Abstract

Malignant melanoma (MM) recognition in whole-slide images (WSIs) is challenging due to the huge image size of billions of pixels and complex visual characteristics. We propose a novel automatic melanoma recognition method based on the multi-scale features and probability map, named MPMR. First, we introduce the idea of breaking up the WSI into patches to overcome the difficult-to-calculate problem of WSIs with huge sizes. Second, to obtain and visualize the recognition result of MM tissues in WSIs, a probability mapping method is proposed to generate the mask based on predicted categories, confidence probabilities, and location information of patches. Third, considering that the pathological features related to melanoma are at different scales, such as tissue, cell, and nucleus, and to enhance the representation of multi-scale features is important for melanoma recognition, we construct a multi-scale feature fusion architecture by additional branch paths and shortcut connections, which extracts the enriched lesion features from low-level features containing more detail information and high-level features containing more semantic information.
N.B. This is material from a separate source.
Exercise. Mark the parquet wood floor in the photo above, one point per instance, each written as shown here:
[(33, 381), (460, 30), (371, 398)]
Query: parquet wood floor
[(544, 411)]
Fourth, to improve the extraction feature of the irregular-shaped lesion and focus on essential features, we reconstructed the residual blocks by a deformable convolution and channel attention mechanism, which further reduces information redundancy and noisy features. The experimental results demonstrate that the proposed method outperforms the compared algorithms, and it has a potential for practical applications in clinical diagnosis.

Highlights

  • Malignant melanoma (MM) is a highly aggressive form of skin cancer whose incidence continues to increase at a great rate worldwide [1]

  • The results indicate that the proposed method can obtain more accurate recognition results in whole-slide images (WSIs)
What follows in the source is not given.